ELS #Energy - Sharp Price Reactions Mellow as Markets Adjust to Their Respective War Risks

Energy prices rose sharply during Thursday as markets started adjusting to the risk and uncertainty of all-out Russian aggression in Ukraine and its potential spill-over. Despite warnings, particularly from US President Joe Biden, that an all-out war was likely many markets had failed to price in the risk sufficiently in the days ahead. The oil market, with most experience of valuing geopolitical risk had anticipated the risk best, while equity markets went through more panicky movements. With the European Security Order now officially defunct – it had been kept on life support by Western countries since Russia’s annexation of Crimea in 2014 – the mix of science and art behind risk premiums will have to be rediscovered in many markets, beside commodities.

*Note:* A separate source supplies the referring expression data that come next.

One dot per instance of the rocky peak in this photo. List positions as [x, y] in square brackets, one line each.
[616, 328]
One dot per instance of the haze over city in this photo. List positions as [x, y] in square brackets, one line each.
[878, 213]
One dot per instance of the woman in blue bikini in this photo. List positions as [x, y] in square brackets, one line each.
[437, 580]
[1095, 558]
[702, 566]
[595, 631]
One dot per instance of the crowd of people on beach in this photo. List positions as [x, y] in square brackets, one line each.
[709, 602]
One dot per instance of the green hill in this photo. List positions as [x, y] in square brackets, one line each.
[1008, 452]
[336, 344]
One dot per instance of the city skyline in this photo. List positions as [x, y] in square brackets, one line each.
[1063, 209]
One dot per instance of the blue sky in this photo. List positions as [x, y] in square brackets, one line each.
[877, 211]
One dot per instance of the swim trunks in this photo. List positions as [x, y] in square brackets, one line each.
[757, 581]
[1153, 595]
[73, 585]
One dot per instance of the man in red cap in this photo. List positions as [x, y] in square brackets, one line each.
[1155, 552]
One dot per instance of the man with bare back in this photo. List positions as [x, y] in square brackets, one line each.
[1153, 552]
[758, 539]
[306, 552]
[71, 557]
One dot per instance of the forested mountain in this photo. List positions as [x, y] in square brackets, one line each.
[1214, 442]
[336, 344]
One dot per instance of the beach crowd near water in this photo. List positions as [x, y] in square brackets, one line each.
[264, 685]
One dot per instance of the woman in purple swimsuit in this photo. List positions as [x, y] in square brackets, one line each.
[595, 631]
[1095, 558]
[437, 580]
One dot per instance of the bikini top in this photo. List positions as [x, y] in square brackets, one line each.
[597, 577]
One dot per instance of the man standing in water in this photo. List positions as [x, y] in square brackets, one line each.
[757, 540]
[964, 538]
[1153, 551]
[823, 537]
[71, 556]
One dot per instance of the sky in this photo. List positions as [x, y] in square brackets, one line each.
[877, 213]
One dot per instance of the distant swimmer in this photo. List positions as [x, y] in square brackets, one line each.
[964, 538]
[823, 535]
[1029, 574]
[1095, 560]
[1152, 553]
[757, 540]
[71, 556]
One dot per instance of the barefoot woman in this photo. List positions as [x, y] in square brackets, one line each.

The difference in risk premiums assigned in energy markets, however, sheds light over what fallout the war could bring. European natural gas prices rose around 50% at the Dutch TTF hub, meaning a total shut-down of Russian gas exports in the coming days has been almost entirely priced in. A statement by Gazprom that gas exports to Poland and gas transit further west was halved today clearly spurred the market to price in a larger shut-in than just of volumes transited over Ukraine. Nevertheless towards the end of the day risks were assessed as lower following G7-leaders’ pledge to safeguard energy flows from sanction-impact.

Oil markets also bounced up on fears that financial sanctions against Russia would make paying for port services and securing insurance hard, creating obstacles for oil trade. News during the trading day that a few ship owners held off allowing their tankers into Russian terminals until the extent of financial sanctions was clarified underscored this. Comments by President Biden as well as statements together with the other G7 leaders removed most of those fears before the end of trading, however. As a consequence, ICE Brent crude futures closed just below US$100/bbl.
Diesel and petrol (gasoline) prices in Europe did not fall back towards the end of the day like crude did. Fears crude volumes through the southern leg of Russia’s Druzhba pipeline, which passes through Ukraine, were going to stop, rose as the extent of the war became clear. The pipeline supplies several Central European refineries and while alternative supply can be arranged, logistical challenges are bound to push up fuel and fuel transport prices on the continent for a few weeks should this happen.